For VRAM-constrained scenarios (fitting the largest possible model in limited VRAM), EXL2 at a low bpw (3.0-3.5) or GGUF Q3_K types offer the most aggressive compression while maintaining usable quality.
Tooling Support
| Tool | GGUF | GPTQ | AWQ | EXL2 |
|---|---|---|---|---|
| Ollama | Yes | No | No | No |
| LM Studio | Yes | No | No | No |
| llama.cpp | Yes | No | No | No |
| vLLM | No | Yes | Yes | No |
| ExLlamaV2 | No | Yes | No | Yes |
| Text Generation Inference | No | Yes | Yes | No |
| Hugging Face Transformers | No | Yes | Yes | No |
| Jan | Yes | No | No | No |
| GPT4All | Yes | No | No | No |
| Kobold.cpp | Yes | No | No | No |
| TabbyAPI | No | Yes | No | Yes |
| Mullama | Yes | No | No | No |
GGUF dominates the consumer/desktop tooling ecosystem. GPTQ and AWQ dominate the GPU server ecosystem. EXL2 is supported by a smaller but dedicated set of tools.
CPU Compatibility
This dimension is decisive for many users.

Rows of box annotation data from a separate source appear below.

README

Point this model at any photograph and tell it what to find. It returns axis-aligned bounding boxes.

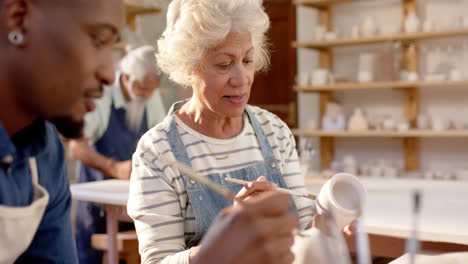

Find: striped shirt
[128,107,315,264]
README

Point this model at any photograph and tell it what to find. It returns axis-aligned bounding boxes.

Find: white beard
[125,99,146,132]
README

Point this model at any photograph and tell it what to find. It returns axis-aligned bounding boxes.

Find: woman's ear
[0,0,30,47]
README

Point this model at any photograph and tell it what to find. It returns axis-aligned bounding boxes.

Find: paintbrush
[159,155,238,203]
[159,155,316,236]
[224,177,317,200]
[406,190,421,264]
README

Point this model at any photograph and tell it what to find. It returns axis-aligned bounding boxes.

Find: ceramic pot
[417,114,431,130]
[348,108,369,131]
[361,16,377,37]
[423,19,434,32]
[312,69,332,86]
[291,227,351,264]
[450,69,463,81]
[317,173,367,230]
[322,115,346,131]
[404,12,421,34]
[315,25,327,41]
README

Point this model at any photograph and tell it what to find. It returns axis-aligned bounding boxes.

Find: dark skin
[0,0,124,136]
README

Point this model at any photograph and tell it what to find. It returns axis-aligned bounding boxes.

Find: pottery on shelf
[408,72,419,82]
[311,69,333,86]
[379,24,400,36]
[432,116,450,131]
[417,114,431,130]
[325,32,336,41]
[343,155,357,175]
[296,72,309,86]
[351,25,360,39]
[317,173,367,230]
[404,11,421,34]
[348,108,369,131]
[450,69,463,81]
[314,25,327,41]
[361,16,377,37]
[383,117,397,131]
[322,115,346,131]
[423,19,434,32]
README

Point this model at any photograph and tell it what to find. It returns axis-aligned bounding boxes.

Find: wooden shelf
[292,129,468,138]
[294,80,468,92]
[292,29,468,49]
[125,1,161,16]
[293,0,376,8]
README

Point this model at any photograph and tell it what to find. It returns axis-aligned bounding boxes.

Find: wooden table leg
[106,205,119,264]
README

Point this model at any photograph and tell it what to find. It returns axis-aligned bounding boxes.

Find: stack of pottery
[322,103,346,131]
[357,53,375,83]
[360,16,378,37]
[343,155,357,175]
[404,11,421,34]
[348,108,369,131]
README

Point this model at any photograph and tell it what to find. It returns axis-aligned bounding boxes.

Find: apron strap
[29,157,39,185]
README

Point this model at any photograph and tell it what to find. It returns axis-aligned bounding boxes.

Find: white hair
[156,0,270,86]
[119,45,161,81]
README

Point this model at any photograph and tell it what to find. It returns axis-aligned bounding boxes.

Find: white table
[389,252,468,264]
[307,178,468,245]
[71,179,468,263]
[70,180,132,264]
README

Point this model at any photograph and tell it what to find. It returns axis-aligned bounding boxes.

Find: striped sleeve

GGUF is the only format with production-quality CPU inference. llama.cpp’s CPU backend supports:
- x86-64: AVX2 (most modern CPUs), AVX-512 (server CPUs, recent Intel desktop)

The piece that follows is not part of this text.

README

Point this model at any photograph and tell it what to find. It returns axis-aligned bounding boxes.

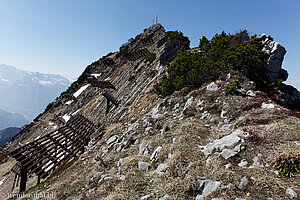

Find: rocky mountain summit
[0,24,300,200]
[0,65,71,120]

- ARM: NEON (Apple Silicon, Raspberry Pi 4/5, ARM servers)
- Hybrid CPU+GPU: offload specific layers to GPU while running others on CPU
This makes GGUF the only option for users without a dedicated GPU, users with limited VRAM who need CPU+GPU hybrid inference, and Apple Silicon Macs.
GPTQ, AWQ, EXL2 are GPU-only formats. They rely on GPU-specific dequantization kernels and do not have optimized CPU implementations. While some libraries can technically run them on CPU, performance is impractical for interactive use.
When to Choose Each Format
Choose GGUF if you:
- Use Ollama, LM Studio, llama.cpp, or any desktop AI tool
- Need CPU inference or CPU+GPU hybrid inference
- Run on Apple Silicon
- Want the widest range of quantization options
- Need a single self-contained model file
- Prioritize tooling compatibility over raw GPU speed
Choose GPTQ if you:
- Deploy on NVIDIA GPU servers using vLLM or TGI
- Want a well-established, widely-supported GPU format
- Need 4-bit or 8-bit quantization with good quality
- Are already in the Hugging Face Transformers ecosystem
Choose AWQ if you:
- Deploy on NVIDIA GPUs and want the best speed among standard formats
- Use vLLM or TGI for serving
- Want efficient GPU kernels (Marlin)
- Prioritize inference speed alongside quality
Choose EXL2 if you:
- Have an NVIDIA consumer GPU and want maximum speed
- Want fine-grained control over bits-per-weight
- Use ExLlamaV2 or TabbyAPI
- Need the best quality-per-bit through mixed-precision allocation
The Bottom Line
The quantization format landscape is divided by hardware. If you run inference on CPU, Apple Silicon, or need maximum tool compatibility, GGUF is the only practical choice. If you run inference on NVIDIA GPUs, all four formats work, and the choice comes down to your inference engine (Ollama demands GGUF, vLLM prefers AWQ/GPTQ, ExLlamaV2 demands EXL2). Quality differences between formats at the same bit width are small enough that tool compatibility and inference speed should drive your decision, not quality concerns.